Modeling Human Beliefs about AI Behavior for Scalable Oversight
This work addresses the problem of ensuring reliable human supervision for advanced AI systems, which is incremental as it builds on existing scalable oversight research by focusing on belief modeling.
The paper tackles the challenge of scalable oversight for AI systems that exceed human capabilities by addressing how incorrect human beliefs about AI behavior can lead to unreliable feedback. It proposes modeling human beliefs to improve value learning, introducing concepts like belief model covering and using foundation model representations to mimic evaluators' beliefs.

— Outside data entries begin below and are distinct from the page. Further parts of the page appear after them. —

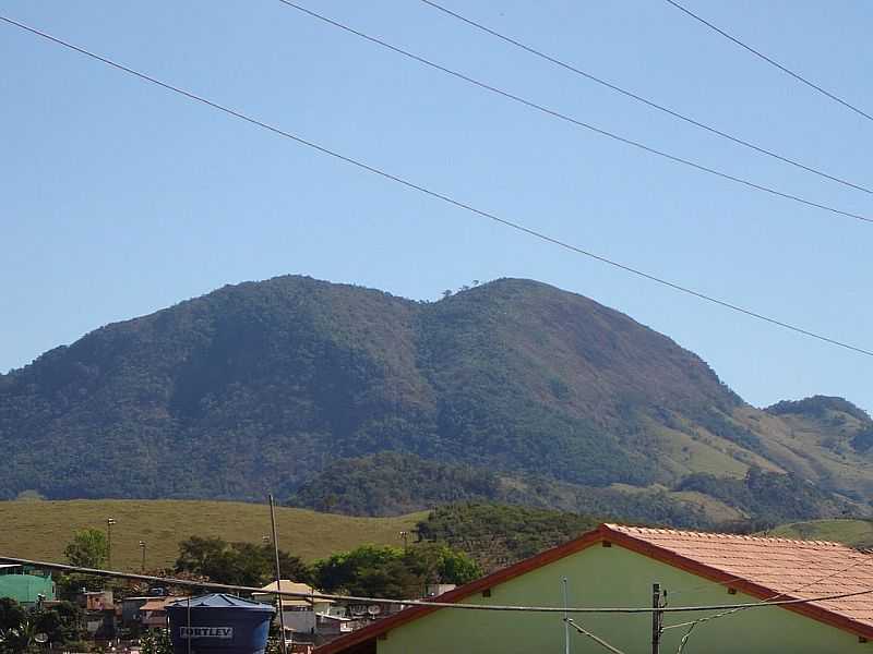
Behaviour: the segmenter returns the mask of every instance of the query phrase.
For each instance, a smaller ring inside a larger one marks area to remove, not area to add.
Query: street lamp
[[[106,567],[112,569],[112,525],[116,524],[115,518],[106,519]]]

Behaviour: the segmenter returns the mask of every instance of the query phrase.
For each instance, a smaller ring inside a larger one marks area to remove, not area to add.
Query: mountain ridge
[[[865,504],[863,412],[803,407],[755,409],[668,337],[541,282],[416,302],[283,276],[107,325],[0,376],[13,463],[0,497],[251,499],[396,451],[589,487],[754,467]]]

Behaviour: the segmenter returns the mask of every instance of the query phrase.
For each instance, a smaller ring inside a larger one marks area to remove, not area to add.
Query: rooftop
[[[770,595],[780,595],[780,600],[806,600],[873,589],[873,556],[840,543],[617,524],[603,526],[718,570],[738,581],[756,584]],[[873,627],[873,595],[814,602],[811,605]]]
[[[434,598],[463,602],[537,568],[610,542],[761,601],[806,600],[870,591],[869,595],[786,606],[806,617],[873,639],[873,556],[840,543],[794,541],[601,524],[574,541],[547,549]],[[414,606],[342,637],[316,651],[334,654],[426,616],[439,607]],[[776,609],[779,610],[779,609]]]

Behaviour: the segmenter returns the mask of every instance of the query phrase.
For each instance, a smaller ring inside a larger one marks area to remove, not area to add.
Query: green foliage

As AI systems advance beyond human capabilities, scalable oversight becomes critical: how can we supervise AI that exceeds our abilities? A key challenge is that human evaluators may form incorrect beliefs about AI behavior in complex tasks, leading to unreliable feedback and poor value inference. To address this, we propose modeling evaluators' beliefs to interpret their feedback more reliably. We formalize human belief models, analyze their theoretical role in value learning, and characterize when ambiguity remains. To reduce reliance on precise belief models, we introduce "belief model covering" as a relaxation. This motivates our preliminary proposal to use the internal representations of adapted foundation models to mimic human evaluators' beliefs. These representations could be used to learn correct values from human feedback even when evaluators misunderstand the AI's behavior. Our work suggests that modeling human beliefs can improve value learning and outlines practical research directions for implementing this approach to scalable oversight.